Now, since the target table sizes are powers of two, I wonder if a simple
CORDIC approach using
phase = x/TWOPI as the argument, using say Q.30 fixed point arithmetic, would yield even better results?
But now I need to test this method against the Horner's scheme I usually prefer...
Mine also uses Horner's method. It simply postpones the additions by saving them in temporary variables, and then does the additions from right to left, because that happens to be the order of increasing magnitude.
It is not "mathematically obvious" which order (increasing or decreasing in magnitude) is superior, when the terms have alternating signs. At least, I don't know of any good argument for either.
In case somebody does not recognize the term "domain cancellation" when summing/subtracting floating-point numbers:
Domain cancellation is what happens, when you try to naïvely calculate e.g.

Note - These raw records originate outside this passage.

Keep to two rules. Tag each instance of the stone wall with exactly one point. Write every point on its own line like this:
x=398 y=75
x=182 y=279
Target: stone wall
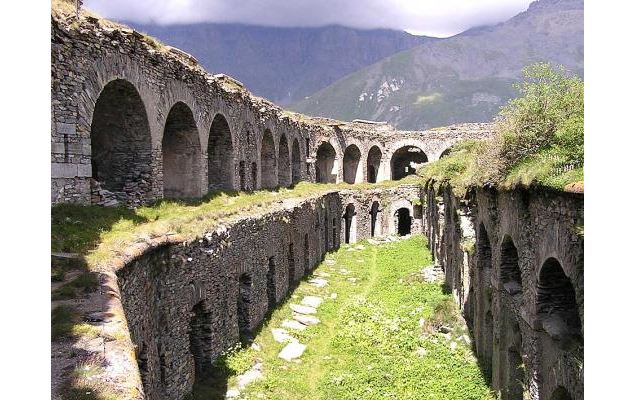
x=514 y=263
x=185 y=305
x=134 y=121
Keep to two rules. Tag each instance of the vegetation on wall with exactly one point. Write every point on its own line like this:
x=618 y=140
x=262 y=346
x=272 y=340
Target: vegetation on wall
x=539 y=139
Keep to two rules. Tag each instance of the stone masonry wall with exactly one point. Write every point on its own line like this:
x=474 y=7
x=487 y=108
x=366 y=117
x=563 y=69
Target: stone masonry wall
x=523 y=350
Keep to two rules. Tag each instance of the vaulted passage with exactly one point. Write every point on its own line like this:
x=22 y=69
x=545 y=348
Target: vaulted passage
x=350 y=224
x=352 y=171
x=200 y=333
x=268 y=162
x=284 y=167
x=403 y=221
x=374 y=218
x=220 y=155
x=120 y=142
x=556 y=304
x=296 y=162
x=181 y=154
x=245 y=286
x=373 y=162
x=405 y=161
x=509 y=270
x=326 y=167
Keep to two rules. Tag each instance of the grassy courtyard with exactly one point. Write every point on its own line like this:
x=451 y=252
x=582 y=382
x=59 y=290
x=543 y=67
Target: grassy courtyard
x=380 y=336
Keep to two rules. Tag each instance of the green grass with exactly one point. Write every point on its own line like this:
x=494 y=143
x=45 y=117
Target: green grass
x=369 y=341
x=101 y=233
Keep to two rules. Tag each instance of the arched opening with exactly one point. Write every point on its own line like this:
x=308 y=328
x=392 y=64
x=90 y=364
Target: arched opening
x=350 y=224
x=307 y=261
x=220 y=155
x=284 y=167
x=241 y=174
x=200 y=334
x=403 y=221
x=352 y=155
x=254 y=175
x=406 y=160
x=516 y=378
x=326 y=168
x=374 y=211
x=291 y=262
x=556 y=304
x=245 y=287
x=296 y=163
x=268 y=162
x=509 y=270
x=181 y=154
x=121 y=147
x=271 y=283
x=373 y=163
x=560 y=394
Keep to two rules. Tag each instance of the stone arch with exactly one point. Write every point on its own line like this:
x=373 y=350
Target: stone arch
x=403 y=221
x=352 y=170
x=245 y=293
x=560 y=394
x=181 y=154
x=326 y=164
x=405 y=160
x=200 y=336
x=373 y=163
x=121 y=143
x=220 y=155
x=268 y=161
x=556 y=303
x=284 y=166
x=296 y=162
x=510 y=275
x=375 y=219
x=350 y=224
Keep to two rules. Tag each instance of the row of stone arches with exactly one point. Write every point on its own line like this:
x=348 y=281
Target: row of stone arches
x=502 y=351
x=124 y=162
x=403 y=162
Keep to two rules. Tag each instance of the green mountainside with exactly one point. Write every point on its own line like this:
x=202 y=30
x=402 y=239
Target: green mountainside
x=465 y=78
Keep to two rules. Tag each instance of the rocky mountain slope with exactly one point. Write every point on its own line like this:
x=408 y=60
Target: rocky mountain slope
x=463 y=78
x=283 y=64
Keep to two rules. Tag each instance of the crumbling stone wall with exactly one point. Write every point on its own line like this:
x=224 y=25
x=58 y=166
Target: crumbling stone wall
x=514 y=263
x=115 y=80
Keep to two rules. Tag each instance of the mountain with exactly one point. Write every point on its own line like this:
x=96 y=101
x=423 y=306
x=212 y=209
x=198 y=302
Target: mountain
x=282 y=64
x=464 y=78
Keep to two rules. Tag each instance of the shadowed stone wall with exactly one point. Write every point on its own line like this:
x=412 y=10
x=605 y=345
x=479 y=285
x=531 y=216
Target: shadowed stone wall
x=514 y=263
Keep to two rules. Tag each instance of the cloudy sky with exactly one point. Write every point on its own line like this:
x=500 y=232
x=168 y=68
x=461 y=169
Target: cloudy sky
x=429 y=17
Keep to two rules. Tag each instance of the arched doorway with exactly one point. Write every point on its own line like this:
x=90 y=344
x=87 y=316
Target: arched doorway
x=403 y=221
x=326 y=167
x=121 y=147
x=556 y=305
x=352 y=155
x=220 y=155
x=406 y=160
x=375 y=226
x=373 y=162
x=181 y=154
x=268 y=162
x=350 y=224
x=284 y=167
x=509 y=269
x=296 y=163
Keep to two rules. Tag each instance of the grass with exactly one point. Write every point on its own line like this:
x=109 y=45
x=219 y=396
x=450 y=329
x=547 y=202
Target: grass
x=377 y=339
x=100 y=234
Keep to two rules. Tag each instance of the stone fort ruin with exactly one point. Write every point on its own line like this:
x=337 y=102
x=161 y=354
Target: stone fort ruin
x=134 y=122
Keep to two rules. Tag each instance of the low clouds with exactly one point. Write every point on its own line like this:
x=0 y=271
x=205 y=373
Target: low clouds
x=429 y=17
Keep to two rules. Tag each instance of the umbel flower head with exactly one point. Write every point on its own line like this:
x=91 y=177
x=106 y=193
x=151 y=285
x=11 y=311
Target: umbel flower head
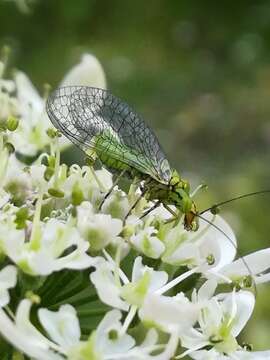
x=78 y=281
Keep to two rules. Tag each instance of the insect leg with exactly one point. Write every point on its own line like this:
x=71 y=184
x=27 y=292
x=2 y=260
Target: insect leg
x=170 y=211
x=151 y=209
x=136 y=202
x=111 y=189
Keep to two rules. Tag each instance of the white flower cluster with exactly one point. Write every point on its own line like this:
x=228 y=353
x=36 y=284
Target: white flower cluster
x=81 y=283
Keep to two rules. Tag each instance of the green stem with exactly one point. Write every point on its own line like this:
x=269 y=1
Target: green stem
x=35 y=234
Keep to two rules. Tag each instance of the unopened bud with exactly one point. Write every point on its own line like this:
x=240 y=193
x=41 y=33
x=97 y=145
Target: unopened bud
x=56 y=193
x=12 y=123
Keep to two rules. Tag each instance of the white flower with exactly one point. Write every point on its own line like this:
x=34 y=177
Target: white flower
x=148 y=243
x=195 y=248
x=98 y=229
x=255 y=265
x=88 y=72
x=43 y=254
x=62 y=326
x=108 y=342
x=24 y=336
x=112 y=292
x=8 y=278
x=117 y=204
x=221 y=319
x=171 y=314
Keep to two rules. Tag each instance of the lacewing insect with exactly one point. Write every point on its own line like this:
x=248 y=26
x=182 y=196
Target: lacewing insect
x=107 y=128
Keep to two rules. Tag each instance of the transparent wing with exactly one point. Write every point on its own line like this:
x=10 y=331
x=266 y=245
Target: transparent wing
x=96 y=120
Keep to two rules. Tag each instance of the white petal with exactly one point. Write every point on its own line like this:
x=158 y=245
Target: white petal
x=214 y=242
x=111 y=321
x=207 y=290
x=257 y=262
x=24 y=342
x=8 y=278
x=252 y=355
x=88 y=72
x=245 y=302
x=62 y=326
x=170 y=313
x=107 y=290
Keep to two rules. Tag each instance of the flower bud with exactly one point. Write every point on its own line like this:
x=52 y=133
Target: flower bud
x=56 y=193
x=12 y=123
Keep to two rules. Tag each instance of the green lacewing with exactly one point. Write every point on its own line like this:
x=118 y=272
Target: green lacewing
x=104 y=126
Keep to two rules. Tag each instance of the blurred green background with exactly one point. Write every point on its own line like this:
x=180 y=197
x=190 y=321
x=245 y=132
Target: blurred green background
x=199 y=72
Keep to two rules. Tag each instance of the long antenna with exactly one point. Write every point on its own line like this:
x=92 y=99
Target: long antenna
x=233 y=244
x=234 y=199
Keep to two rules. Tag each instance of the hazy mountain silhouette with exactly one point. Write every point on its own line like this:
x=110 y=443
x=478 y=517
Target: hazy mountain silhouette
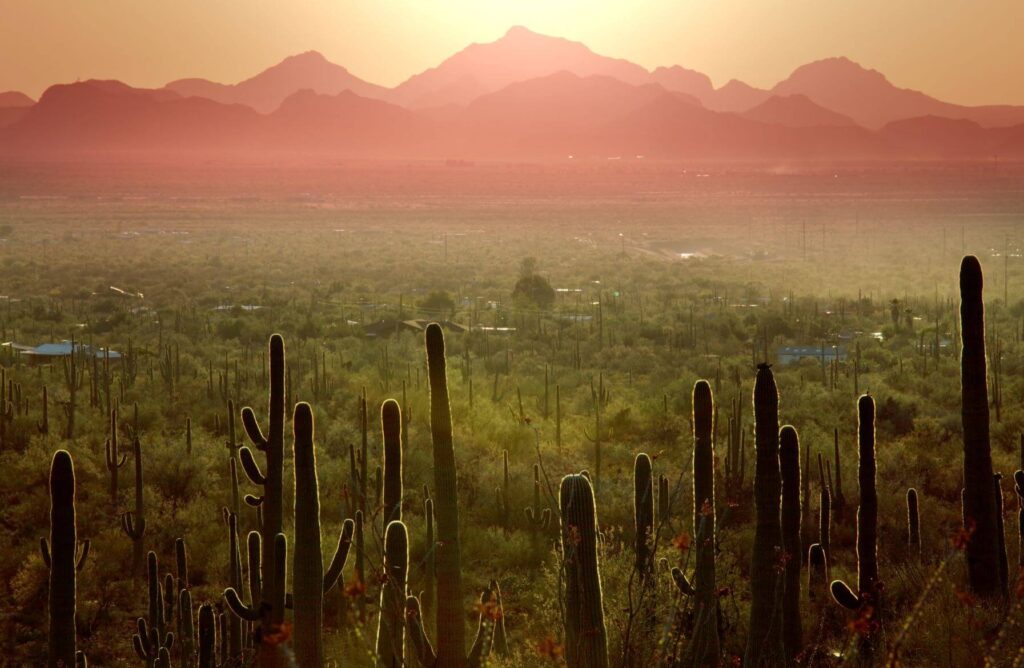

1e100 + 2e-100 - 1e100 - 2e-100. You expect zero, but due to the limited range and precision in the floating point type, the result you get is
-2e-100: The second term is too small in magnitude to affect the sum (of it and the first term), and this is what we call "domain cancellation". If you use Kahan sum, or sum terms in descending order of magnitude, you get the expected zero result.
That sum is a contrived example, where the terms cancel out exactly: in a real life set or series, they only cancel out
somewhat. With descending order of magnitude, at some point the new term no longer affects the result, because the magnitude of the term is too small to affect the sum. With increasing order of magnitude, the small terms are accumulated first, so that with floating point, they are accounted for in the temporary sum.
When all the terms have the same sign, summing in order of increasing magnitude means that the temporary sum is as close to the magnitude of the next term to be added to the sum as possible.
Summing the negative and positive terms separately, would lead to
maximum domain cancellation when adding the two sums together, so that's no good.